Download or read book Towards the Sun written by Kenneth McConkey and published by . This book was released on 2021-08-15 with total page 240 pages. Available in PDF, EPUB and Kindle. Book excerpt: While there have been monographs on British artist-travellers in the eighteenth and early nineteenth centuries, there has been no equivalent survey of what the writer, Henry Blackburn, described as ?artistic travel? a hundred years later. By 1900, the ?Grand Tourist? became a ?globe-trotter? equipped with a camera, and despite the development of ?knapsack photography?, visual recording by the old media of oil and watercolour on-the-spot sketching remained ever-popular.00Kenneth McConkey?s new book explores the complex reasons for this in a series of chapters that take the reader from southern Europe to north Africa, the Middle East, India and Japan revealing many artist-travellers whose lives and works are scarcely remembered today. He alerts us to a generation of painters, trained in academies and artists? colonies in Europe that acted as crèches for those would go on to explore life and landscape further afield. The seeds of wanderlust were sown in student years in places where tuition was conducted in French or German, and models were often 0Spanish, Italian, or North African. At first the countries of western Europe were explored 0afresh and cities like Tangier became artists? haunts.
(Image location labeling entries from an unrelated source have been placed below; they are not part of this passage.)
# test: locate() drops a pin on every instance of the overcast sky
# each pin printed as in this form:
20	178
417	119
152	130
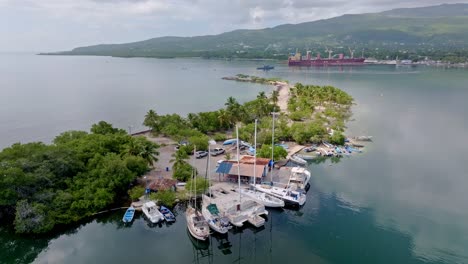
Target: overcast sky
53	25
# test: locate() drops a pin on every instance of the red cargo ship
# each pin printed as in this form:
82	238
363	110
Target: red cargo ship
298	60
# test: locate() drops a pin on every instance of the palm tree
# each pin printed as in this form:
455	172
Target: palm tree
275	97
179	158
152	121
141	147
261	95
231	102
223	117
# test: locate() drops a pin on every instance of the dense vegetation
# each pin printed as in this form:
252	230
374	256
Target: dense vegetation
313	113
80	174
439	32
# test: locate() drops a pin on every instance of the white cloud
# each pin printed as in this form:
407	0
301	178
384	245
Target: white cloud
87	22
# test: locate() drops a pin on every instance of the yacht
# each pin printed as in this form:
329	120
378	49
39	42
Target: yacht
288	195
152	213
196	224
212	215
299	178
263	198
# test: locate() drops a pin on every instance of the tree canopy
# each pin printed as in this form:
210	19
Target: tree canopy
78	175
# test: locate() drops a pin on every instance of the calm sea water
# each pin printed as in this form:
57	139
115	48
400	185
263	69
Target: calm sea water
402	201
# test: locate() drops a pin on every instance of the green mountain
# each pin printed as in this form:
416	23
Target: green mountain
424	31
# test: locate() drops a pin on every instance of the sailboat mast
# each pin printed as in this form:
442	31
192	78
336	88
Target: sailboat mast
272	146
209	172
255	154
238	164
195	179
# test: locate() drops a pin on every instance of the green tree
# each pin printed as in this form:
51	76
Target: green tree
183	172
152	120
201	185
337	138
32	218
136	192
141	147
104	128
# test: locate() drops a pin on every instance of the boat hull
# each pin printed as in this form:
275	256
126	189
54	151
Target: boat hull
326	62
200	232
274	202
129	214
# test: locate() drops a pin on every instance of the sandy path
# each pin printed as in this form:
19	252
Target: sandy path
283	89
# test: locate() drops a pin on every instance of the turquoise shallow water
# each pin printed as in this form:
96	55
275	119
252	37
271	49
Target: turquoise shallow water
402	201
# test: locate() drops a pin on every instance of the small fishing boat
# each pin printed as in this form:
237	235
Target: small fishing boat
256	220
151	212
305	157
298	160
266	67
230	142
286	194
299	178
351	149
167	214
263	198
128	216
328	145
310	149
196	224
363	138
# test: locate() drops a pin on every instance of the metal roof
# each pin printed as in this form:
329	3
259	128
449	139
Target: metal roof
224	167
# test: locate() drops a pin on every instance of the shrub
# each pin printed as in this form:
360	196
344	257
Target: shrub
166	198
136	192
220	137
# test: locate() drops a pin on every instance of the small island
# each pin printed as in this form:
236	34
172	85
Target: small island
81	174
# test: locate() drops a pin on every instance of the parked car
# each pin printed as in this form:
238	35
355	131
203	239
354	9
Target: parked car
217	151
200	154
219	162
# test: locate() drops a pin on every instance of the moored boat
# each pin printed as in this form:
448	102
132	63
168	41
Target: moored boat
286	194
363	138
299	178
266	67
151	212
298	60
212	215
129	214
196	224
298	160
167	214
263	198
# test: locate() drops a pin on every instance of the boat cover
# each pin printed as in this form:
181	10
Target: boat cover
213	209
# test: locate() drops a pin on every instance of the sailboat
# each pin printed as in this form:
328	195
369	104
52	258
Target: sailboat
250	207
260	197
196	223
210	211
287	194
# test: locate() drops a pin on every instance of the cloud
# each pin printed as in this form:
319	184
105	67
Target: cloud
88	22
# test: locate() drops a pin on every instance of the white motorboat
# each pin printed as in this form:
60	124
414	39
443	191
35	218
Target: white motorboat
298	160
263	198
299	178
305	157
238	213
196	224
363	138
152	213
215	220
288	195
256	220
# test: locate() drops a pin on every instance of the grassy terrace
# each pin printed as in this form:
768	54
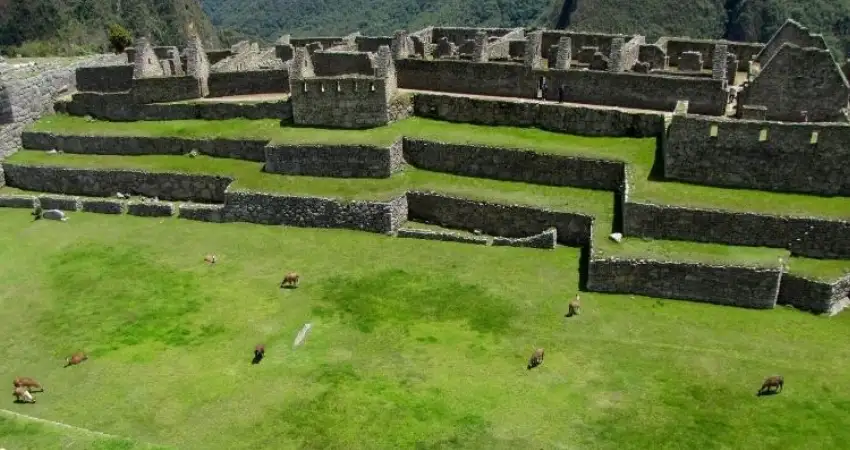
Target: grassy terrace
423	347
639	153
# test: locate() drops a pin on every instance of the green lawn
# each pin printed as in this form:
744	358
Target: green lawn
18	433
638	153
423	347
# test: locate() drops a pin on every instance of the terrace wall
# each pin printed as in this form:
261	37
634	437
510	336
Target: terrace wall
118	78
626	89
787	161
340	103
810	237
734	286
120	108
106	183
223	84
743	51
498	219
812	295
250	150
328	64
341	161
268	209
572	119
514	165
165	89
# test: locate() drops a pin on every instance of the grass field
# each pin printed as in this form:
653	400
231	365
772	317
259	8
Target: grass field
639	153
17	433
423	347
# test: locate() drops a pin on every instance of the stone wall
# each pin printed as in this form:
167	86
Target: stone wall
545	240
626	89
498	219
26	95
165	89
799	85
340	103
572	119
250	150
514	165
329	64
268	209
579	39
810	237
117	78
223	84
341	161
787	161
743	51
120	108
735	286
372	43
106	183
812	295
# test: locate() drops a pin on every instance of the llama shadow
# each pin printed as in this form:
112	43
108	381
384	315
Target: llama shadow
766	393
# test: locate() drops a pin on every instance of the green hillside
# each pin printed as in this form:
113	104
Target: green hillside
736	19
50	27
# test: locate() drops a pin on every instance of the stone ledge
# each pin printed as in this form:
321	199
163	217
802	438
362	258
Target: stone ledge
17	201
202	213
545	240
746	287
440	236
150	209
64	203
104	206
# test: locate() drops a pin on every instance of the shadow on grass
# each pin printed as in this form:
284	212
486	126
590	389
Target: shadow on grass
401	296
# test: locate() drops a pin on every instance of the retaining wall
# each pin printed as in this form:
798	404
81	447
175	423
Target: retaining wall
268	209
786	161
120	108
250	150
626	89
812	295
223	84
810	237
572	119
341	161
514	165
106	183
498	219
734	286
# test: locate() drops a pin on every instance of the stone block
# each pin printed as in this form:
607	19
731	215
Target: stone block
17	201
150	209
103	206
202	213
63	203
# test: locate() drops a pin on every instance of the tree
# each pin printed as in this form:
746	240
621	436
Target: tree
119	38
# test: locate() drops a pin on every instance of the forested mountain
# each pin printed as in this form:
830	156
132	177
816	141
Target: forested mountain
734	19
49	27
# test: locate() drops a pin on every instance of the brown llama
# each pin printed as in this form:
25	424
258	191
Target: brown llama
23	395
259	353
776	382
574	307
28	383
291	279
536	359
75	359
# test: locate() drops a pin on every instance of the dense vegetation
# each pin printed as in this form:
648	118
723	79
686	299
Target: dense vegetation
736	19
50	27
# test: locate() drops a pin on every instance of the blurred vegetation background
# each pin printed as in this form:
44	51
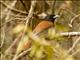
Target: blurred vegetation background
12	23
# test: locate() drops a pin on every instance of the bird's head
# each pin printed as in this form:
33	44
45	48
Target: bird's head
51	17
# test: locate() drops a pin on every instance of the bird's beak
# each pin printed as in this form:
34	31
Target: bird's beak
56	16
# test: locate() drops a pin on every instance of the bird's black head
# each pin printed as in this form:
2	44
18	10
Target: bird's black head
51	17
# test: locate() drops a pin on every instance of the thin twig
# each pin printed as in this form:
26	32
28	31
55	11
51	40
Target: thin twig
31	11
72	20
78	50
13	9
14	42
6	18
22	54
70	34
74	44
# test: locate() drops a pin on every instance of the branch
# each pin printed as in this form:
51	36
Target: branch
14	42
70	34
72	20
74	44
13	9
22	54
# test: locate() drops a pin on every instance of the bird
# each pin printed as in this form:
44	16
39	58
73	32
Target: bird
46	23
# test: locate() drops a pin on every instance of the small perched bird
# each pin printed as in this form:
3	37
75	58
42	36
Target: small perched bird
47	22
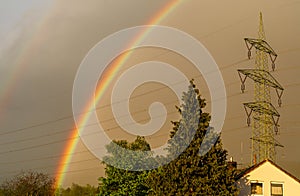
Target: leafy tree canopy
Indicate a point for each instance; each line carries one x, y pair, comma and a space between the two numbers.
125, 182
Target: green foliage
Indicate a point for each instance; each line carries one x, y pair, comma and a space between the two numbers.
190, 173
29, 184
125, 182
76, 190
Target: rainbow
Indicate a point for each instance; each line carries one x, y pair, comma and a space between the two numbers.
109, 76
26, 51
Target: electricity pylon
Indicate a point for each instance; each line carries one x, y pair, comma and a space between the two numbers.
264, 115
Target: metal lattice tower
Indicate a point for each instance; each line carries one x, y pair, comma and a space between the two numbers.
264, 115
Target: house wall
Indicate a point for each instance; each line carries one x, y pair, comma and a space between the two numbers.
267, 173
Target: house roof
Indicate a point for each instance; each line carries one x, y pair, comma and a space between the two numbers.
248, 170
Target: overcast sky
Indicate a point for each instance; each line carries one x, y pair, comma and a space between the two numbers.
44, 42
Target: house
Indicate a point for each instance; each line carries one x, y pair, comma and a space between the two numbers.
268, 179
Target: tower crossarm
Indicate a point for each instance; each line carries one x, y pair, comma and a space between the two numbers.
262, 107
262, 77
267, 142
261, 45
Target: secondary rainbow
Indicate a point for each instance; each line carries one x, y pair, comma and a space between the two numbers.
108, 77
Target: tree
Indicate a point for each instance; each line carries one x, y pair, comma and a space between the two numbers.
76, 190
193, 173
30, 184
120, 181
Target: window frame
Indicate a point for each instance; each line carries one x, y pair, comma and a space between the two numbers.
276, 182
256, 182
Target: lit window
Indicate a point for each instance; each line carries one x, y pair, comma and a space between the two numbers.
256, 188
276, 189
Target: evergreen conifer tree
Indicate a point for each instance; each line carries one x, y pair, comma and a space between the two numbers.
193, 172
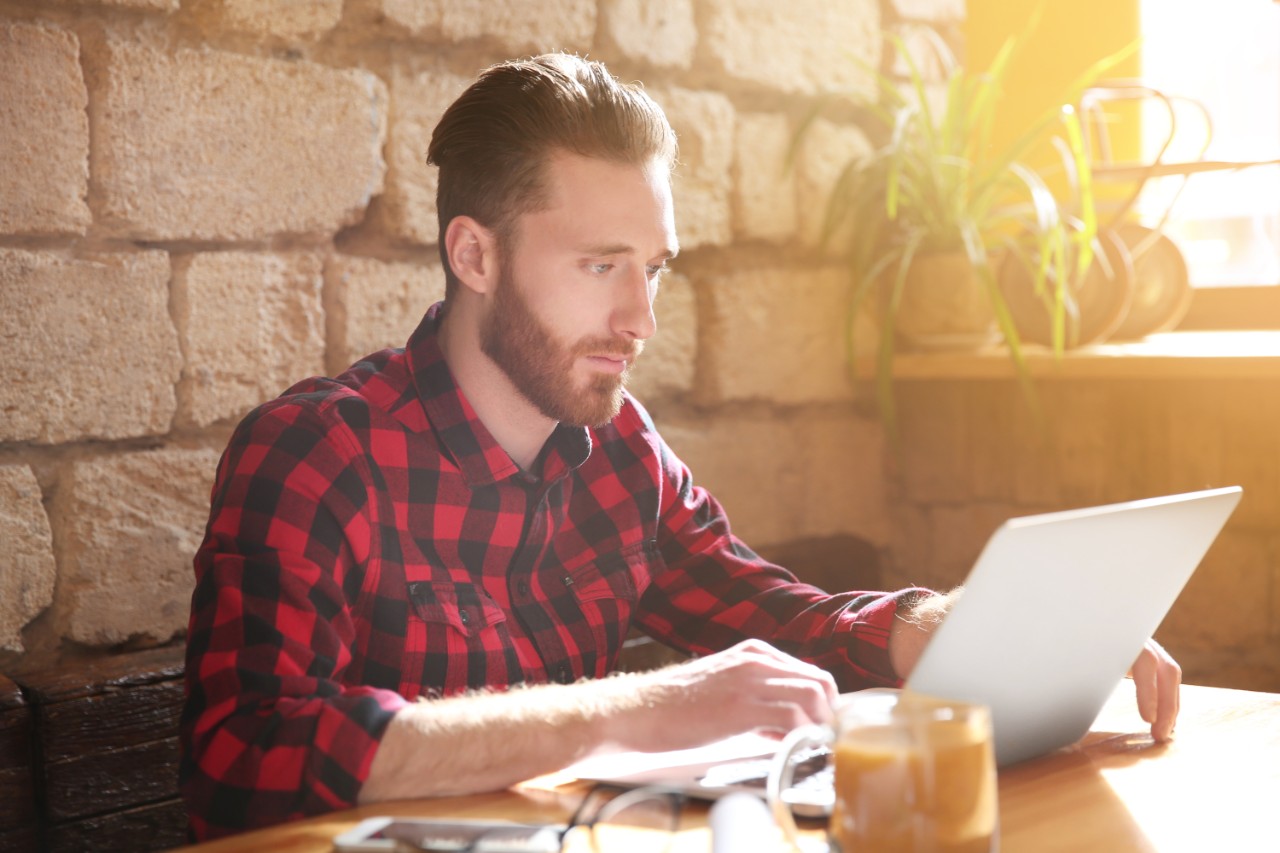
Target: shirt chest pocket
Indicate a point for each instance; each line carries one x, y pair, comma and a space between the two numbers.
461, 638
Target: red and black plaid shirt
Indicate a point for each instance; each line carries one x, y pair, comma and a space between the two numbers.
370, 543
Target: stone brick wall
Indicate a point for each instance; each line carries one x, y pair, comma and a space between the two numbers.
973, 456
205, 200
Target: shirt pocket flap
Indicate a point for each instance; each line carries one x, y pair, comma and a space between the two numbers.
461, 606
622, 574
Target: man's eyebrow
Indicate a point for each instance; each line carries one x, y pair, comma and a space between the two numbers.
600, 250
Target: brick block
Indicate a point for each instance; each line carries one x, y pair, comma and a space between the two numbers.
658, 33
776, 334
933, 434
371, 305
824, 154
27, 566
69, 373
910, 553
702, 185
251, 324
129, 527
667, 364
407, 209
204, 145
298, 19
800, 48
44, 132
764, 188
789, 478
516, 26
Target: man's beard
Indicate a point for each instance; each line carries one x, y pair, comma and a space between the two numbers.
542, 368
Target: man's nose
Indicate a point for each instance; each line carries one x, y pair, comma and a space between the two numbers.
634, 316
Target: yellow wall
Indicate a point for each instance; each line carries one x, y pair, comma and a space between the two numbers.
1070, 36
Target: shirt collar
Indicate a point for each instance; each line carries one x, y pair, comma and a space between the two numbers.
465, 438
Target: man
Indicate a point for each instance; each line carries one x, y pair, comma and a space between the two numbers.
393, 552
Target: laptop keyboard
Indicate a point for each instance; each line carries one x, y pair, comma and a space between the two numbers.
813, 772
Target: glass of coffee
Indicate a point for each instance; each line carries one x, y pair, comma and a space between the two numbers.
912, 772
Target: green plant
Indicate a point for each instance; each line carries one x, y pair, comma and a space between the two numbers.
937, 185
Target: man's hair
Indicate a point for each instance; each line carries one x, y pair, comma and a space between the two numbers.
493, 142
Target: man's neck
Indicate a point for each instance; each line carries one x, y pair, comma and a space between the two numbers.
515, 423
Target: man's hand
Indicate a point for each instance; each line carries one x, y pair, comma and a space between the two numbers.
1157, 678
750, 685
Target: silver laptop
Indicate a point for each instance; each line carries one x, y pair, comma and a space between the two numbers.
1054, 612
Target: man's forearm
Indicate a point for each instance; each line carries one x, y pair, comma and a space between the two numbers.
913, 629
490, 740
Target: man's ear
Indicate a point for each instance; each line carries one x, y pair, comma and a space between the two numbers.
472, 251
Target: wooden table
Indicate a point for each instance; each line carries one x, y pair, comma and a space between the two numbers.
1215, 788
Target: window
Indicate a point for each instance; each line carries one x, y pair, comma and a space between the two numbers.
1226, 56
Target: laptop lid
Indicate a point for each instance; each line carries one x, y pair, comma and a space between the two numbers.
1057, 607
1054, 612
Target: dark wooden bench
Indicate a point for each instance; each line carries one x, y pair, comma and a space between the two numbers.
101, 744
18, 825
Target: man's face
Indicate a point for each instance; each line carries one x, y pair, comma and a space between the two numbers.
574, 302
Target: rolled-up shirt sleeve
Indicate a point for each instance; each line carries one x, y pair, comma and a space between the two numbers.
714, 591
270, 729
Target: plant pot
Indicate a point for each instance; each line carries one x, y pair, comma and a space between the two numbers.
945, 305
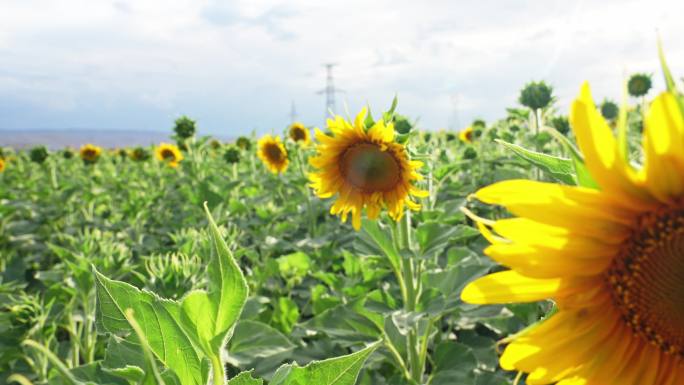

Training that prioritized plein air naturalism led to the common belief that a well-schooled young painter should be capable of working anywhere, and in any circumstances.00This richly illustrated book explores key sites visited by artist-travellers and investigates artists including Frank Brangwyn, Mary Cameron, Alfred East, John Lavery, Arthur Melville, Mortimer Menpes, as well as other under-researched British artists. Drawing the strands together, it redefines the picturesque, by considering issues of visualization and verisimilitude, dissemination and aesthetic value.
Download or read book The Golden Age of Watercolours written by Eric Shanes and published by . This book was released on 2001 with total page 136 pages. Available in PDF, EPUB and Kindle. Book excerpt: Published to accompany the exhibition, 'The golden age of watercolours: the Hickman Bacon collection', held at Dulwich Picture Gallery, London, 19 September 2001 - 6 January 2002.
Download or read book Victorian Radicals written by Martin Ellis and published by . This book was released on 2018-10-11 with total page 280 pages. Available in PDF, EPUB and Kindle. Book excerpt: Drawn from Birmingham Museums Trust's incomparable collection of Victorian art and design, this exhibition will explore how three generations of young, rebellious artists and designers, such as Edward Burne-Jones, John Everett Millais, and Dante Gabriel Rossetti, revolutionized the visual arts in Britain, engaging with and challenging the new industrial world around them.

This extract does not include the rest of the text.